Connu pour son perfectionnisme, Jean-Paul Rappeneau choisissait ses projets avec soin, ne craignant pas de laisser s'écouler de longues années entre chaque film.

"Je ne suis pas comme un pommier qui fait tomber ses fruits chaque automne. Mon rythme, c'est plutôt un film tous les cinq ou six  ans. Je ne vois pas pourquoi on devrait enchaîner les projets.

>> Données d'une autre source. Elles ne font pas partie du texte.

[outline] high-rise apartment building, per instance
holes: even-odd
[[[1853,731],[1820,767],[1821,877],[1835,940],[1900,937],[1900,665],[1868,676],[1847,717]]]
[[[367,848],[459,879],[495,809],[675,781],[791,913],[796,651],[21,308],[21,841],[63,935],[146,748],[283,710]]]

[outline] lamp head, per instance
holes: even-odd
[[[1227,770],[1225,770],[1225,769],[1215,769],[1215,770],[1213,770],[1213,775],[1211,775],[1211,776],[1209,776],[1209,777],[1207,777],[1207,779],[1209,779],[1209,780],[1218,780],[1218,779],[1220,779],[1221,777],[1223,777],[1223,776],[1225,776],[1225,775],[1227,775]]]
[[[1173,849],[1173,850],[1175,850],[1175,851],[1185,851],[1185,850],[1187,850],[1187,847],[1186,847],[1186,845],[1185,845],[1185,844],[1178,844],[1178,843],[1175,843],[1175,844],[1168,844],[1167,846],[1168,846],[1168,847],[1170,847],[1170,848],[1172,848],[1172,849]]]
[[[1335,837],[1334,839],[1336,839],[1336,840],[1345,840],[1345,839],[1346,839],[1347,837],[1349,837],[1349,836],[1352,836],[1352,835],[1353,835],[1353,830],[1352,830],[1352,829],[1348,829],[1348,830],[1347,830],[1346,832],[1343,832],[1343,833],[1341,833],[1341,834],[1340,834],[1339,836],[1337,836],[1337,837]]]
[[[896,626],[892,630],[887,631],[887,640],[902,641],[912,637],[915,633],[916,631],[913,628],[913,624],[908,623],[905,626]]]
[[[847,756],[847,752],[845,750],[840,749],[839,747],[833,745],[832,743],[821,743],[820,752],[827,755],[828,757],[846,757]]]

A moins bien sûr d'avoir besoin d'argent...", disait-il à l'hebdomadaire Paris Match en 2015.

Populaire et exigeant 

Né le 8 avril 1932 dans une famille nombreuse, il avait abandonné des études de droit pour se lancer dans le cinéma, notamment auprès de Louis Malle ("Au revoir les enfants")dont il devient l'assistant, co-écrivant le scénario de "Zazie dans le métro".

Il avait fait ses premiers pas de réalisateur en signant en 1966 "La vie de château", dans lequel Catherine Deneuve campe une épouse rongée par l'ennui aux côtés de Philippe Noiret.

Si ses débuts coïncident avec l'éclosion de la Nouvelle Vague, il s'était toujours tenu à distance de ce mouvement qui révolutionna le cinéma français dans les années 50-60. "A l'exception d'+A bout de souffle+ et d'+Hiroshima mon amour+, aucun des films (de la Nouvelle Vague) ne me plaisait vraiment", disait-il.

Tenant d'un cinéma populaire et exigeant, Jean-Paul Rappeneau avait ensuite enchaîné les succès.

En 1995, il avait relevé un autre défi en portant à l'écran "Le Hussard sur le toit", avec Olivier Martinez et Juliette Binoche, tiré du roman de Jean Giono, réputé difficile à adapter.

Son dernier film, la comédie dramatique "Belles Familles", remontait à 2015 et mettait en scène Mathieu Amalric, Karin Viard et Marine Vacth.

En 2025, Jean-Paul Rappeneau avait publié ses mémoires ("Vive allure") dans lesquelles transparaissait son approche singulière du métier de cinéaste. "Quand un film se termine, disait-il, je suis comme un naufragé sur la plage, j'attends le prochain voyage".